Besides which, if the corruption say truncates a number, XML likely won’t be able to tell. It could still be valid XML. XML doesn’t solve the issue of corruption; it just pads the data enough that corruption is likely to affect all the extra padding and therefore be detected. CSV is more compact so you’re more likely to corrupt the data, I suppose, but again checksums are a far better defence.

I just don’t see what XML brings to the table over simple text formats. I’ve dealt with XML parsers in the past, and they’re a pain to use. It takes me longer to get one hooked up to my program typically that it takes me to write a small routine to import/export CSV or a similar format.
Jaye

Posted Oct 14, 2006 at 11:14 PM | Permalink

Besides I don’t see why it’s such a big deal. If the data format is invalid, the program reading it in should throw an error, right?

I’ve seen non-xml based parsers break because of unanticipated format errors. They will try to use garbage because they don’t know that the format has been violated. Hence, no exception but a perplexing runtime bug. XML validators tend to take the guess work out of format validation. The big deal is that xml validation really only depends on the DTD or schema. So if one is writing production code, that somebody else has to use, versus writing little scripts for onesy twosy apps, then XML is definitely preferable. Using the xerces validator, for instance, is trivial.

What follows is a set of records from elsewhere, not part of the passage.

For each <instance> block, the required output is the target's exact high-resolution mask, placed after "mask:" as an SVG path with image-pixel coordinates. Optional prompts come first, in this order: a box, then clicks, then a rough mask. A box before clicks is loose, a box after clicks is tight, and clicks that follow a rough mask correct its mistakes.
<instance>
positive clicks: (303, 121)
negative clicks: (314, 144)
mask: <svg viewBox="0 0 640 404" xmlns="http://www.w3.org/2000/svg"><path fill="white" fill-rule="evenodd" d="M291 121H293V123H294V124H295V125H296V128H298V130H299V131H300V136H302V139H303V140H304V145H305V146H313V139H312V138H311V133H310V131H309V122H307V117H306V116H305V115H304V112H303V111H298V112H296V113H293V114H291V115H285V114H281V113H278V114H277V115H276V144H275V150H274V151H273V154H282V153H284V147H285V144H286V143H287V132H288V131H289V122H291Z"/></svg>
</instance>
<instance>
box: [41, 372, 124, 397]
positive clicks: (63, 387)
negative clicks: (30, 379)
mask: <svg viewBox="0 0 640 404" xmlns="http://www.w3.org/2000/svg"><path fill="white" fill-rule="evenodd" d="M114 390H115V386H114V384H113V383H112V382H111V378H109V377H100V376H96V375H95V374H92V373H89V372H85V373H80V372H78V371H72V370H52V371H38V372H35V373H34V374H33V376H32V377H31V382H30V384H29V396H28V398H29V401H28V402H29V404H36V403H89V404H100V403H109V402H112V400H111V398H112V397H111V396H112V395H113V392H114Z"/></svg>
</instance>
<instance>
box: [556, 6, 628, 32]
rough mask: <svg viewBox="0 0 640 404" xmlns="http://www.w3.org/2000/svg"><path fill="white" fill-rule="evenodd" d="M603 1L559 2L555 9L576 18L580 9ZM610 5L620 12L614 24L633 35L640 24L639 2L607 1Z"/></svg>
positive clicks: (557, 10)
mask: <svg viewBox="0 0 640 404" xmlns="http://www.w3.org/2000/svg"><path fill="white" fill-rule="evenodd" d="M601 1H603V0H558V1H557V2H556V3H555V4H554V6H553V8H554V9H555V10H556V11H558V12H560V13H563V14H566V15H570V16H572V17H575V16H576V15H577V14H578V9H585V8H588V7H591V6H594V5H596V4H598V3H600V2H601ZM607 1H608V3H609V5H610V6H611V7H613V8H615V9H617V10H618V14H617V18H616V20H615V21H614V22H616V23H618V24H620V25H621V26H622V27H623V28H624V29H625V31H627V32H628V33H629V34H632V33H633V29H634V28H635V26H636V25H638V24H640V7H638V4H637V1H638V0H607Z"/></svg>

MD5’s and checksums can indicate change in state but not an incorrect state to begin with.

I personally wouldn’t want to use XML for large data sets, since in most cases the XML tags could account for a large percentage of the file size.

I bet you won’t find a program to convert the weird FORTRAN formats Steve is complaining about to XML.

You misunderstand. The ease of converting is from XML to something else via XSLT or whatever. Again, I don’t have to change the code, just change the xslt…instead of “just writing more PERL” which defeats the purpose.

Just because you can’t do it doesn’t mean it can’t be done.